RIYADH: Abeer Al-Hashim is a busy woman who runs a chain of popular ice cream outlets called Nine Soft Serve in Alkhobar. When she is not tending to her customers, she is charting expansion plans with one of the unlikeliest business mentors: Monsha’at, or the Small and Medium Enterprises General Authority in Saudi Arabia.
And she sure has had an eventful journey. Starting as a single mobile ice cream unit in 2018, Al-Hashim now operates six retail outlets — four in Riyadh and two in Alkhobar.
What makes her story truly inspiring is how Monsha’at turned around her business plans. The state-owned mentor provided her with guidance and resources to expand her operation locally and internationally, including putting her in touch with a franchising consultancy.
“The entire commercial process is simpler now. It’s so easy to communicate with the government online and, as a woman, you no longer need a man to speak on your behalf,” said Al-Hashim.
Fueling the fire
Monsha’at, on its part, is fueling the SMEs by providing entrepreneurial platforms such as businesses incubators, business accelerators, and co-working spaces. The authority also organizes government fee-refund, direct and indirect lending programs for SMEs, and fast-growing unicorns.
The state-run authority, in collaboration with the US-based Global Entrepreneurship Network, is organizing the Global Entrepreneurship Congress, with more than 180 countries taking part from March 27-30, 2022. The event will take place at King Abdulaziz International Conference Center and the Ritz-Carlton hotel.
“Our role is to provide quality programs, services, and initiatives that meet the basic needs of SMEs, which represent around 99.6 percent of all private sector establishments and more than 60 percent of all private sector employees in Saudi Arabia to increase their contribution to 35 percent of the gross domestic product by 2030,” said Saleh Ibrahim Al-Rasheed, governor of Monsha’at in Global Entrepreneurship Monitor, or GEM, Global Report 2020-2021.
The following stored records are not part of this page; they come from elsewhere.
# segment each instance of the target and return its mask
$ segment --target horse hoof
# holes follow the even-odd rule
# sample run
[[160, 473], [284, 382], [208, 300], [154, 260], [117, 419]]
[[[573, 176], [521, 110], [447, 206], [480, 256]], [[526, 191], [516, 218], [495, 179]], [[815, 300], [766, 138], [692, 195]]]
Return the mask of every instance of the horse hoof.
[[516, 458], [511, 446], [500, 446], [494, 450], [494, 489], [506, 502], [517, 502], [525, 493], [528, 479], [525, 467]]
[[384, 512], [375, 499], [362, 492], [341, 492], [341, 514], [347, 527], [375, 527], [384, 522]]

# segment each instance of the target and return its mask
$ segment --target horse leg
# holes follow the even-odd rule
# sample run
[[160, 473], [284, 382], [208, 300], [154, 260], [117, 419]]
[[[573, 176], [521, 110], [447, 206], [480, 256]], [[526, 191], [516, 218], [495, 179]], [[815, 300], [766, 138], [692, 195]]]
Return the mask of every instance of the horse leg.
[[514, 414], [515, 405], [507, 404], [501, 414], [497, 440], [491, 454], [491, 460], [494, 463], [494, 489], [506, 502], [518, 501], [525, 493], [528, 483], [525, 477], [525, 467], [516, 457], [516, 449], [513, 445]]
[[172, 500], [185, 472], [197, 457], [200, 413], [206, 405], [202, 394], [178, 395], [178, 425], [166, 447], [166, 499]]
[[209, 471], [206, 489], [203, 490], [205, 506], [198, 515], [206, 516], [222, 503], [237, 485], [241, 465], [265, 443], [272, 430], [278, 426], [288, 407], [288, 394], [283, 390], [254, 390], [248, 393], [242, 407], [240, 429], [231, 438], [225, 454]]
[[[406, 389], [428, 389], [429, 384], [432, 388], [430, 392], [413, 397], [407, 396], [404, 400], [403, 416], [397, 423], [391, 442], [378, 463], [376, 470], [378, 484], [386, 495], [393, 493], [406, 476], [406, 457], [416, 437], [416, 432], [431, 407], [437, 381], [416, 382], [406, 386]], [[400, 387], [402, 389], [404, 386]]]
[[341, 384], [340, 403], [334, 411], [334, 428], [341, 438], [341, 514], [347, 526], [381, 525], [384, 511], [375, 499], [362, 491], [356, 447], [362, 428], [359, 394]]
According to the GEM report, the Kingdom ranked first out of 45 countries in the following categories: Availability of good opportunities to start a business, ease of starting a business, business response to the pandemic, and government response to the pandemic.
It ranked second in individual skills and infrastructure and third in the following categories: Ease of access to corporate and business finance and ease of access to markets and market dynamics. It was placed fourth out of the 45 countries for government support for business and lack of barriers and ease of regulations for market access.
The Kingdom also ranked first worldwide in the response of government and entrepreneurs to the pandemic and seventh in entrepreneurial progress, stated the report.
Charging the atmosphere
Besides Monsha’at, Saudi Aramco is looking at avenues to diversify the Kingdom’s economy by encouraging Wa’ed, its entrepreneurship program.
Late last year, it organized a nationwide tour to spot tech-focused startups from diverse industrial sectors and bring them to the mainstream. The reward on the stake was SR7.65 million. The winners included Slates, a web browser extension that allows people to save, curate, and share their Internet discoveries in organized collections with notes in a single URL. The company bagged SR75,000.
“By supporting the most disruptive and tech-focused Saudi-based startups and opening applications to all qualified entrepreneurs, Wa’ed’s Entrepreneurship roadshow was the perfect opportunity to provide them with the needed financial and entrepreneurial support to grow,” said Fahad Alidi, managing director at Wa’ed.
The digitalization wave
The only dampener to the entrepreneurship campaign was that much of the business activity was centered on consumer-oriented trades. According to the GEM’s KSA 2020-2021 report, entrepreneurship and established business activities in the Kingdom show low participation in medium and high-technology sectors.
Recently, Monsha’at pointed out that digitalization is actively pursued in the region and soon entrepreneurs can leverage these means to develop, deploy and thrive on new business models, effective collaborations, and the continued recovery.
The mood on the ground was best conveyed by Adib Al-Zamil, chairman of Jadwa Investment, an investment services company. He said: “It seems that everyone nowadays is really talking about IT-enabled technologies. And the young men and women of this country are very much tuned to this industry, they understand it, they like it.”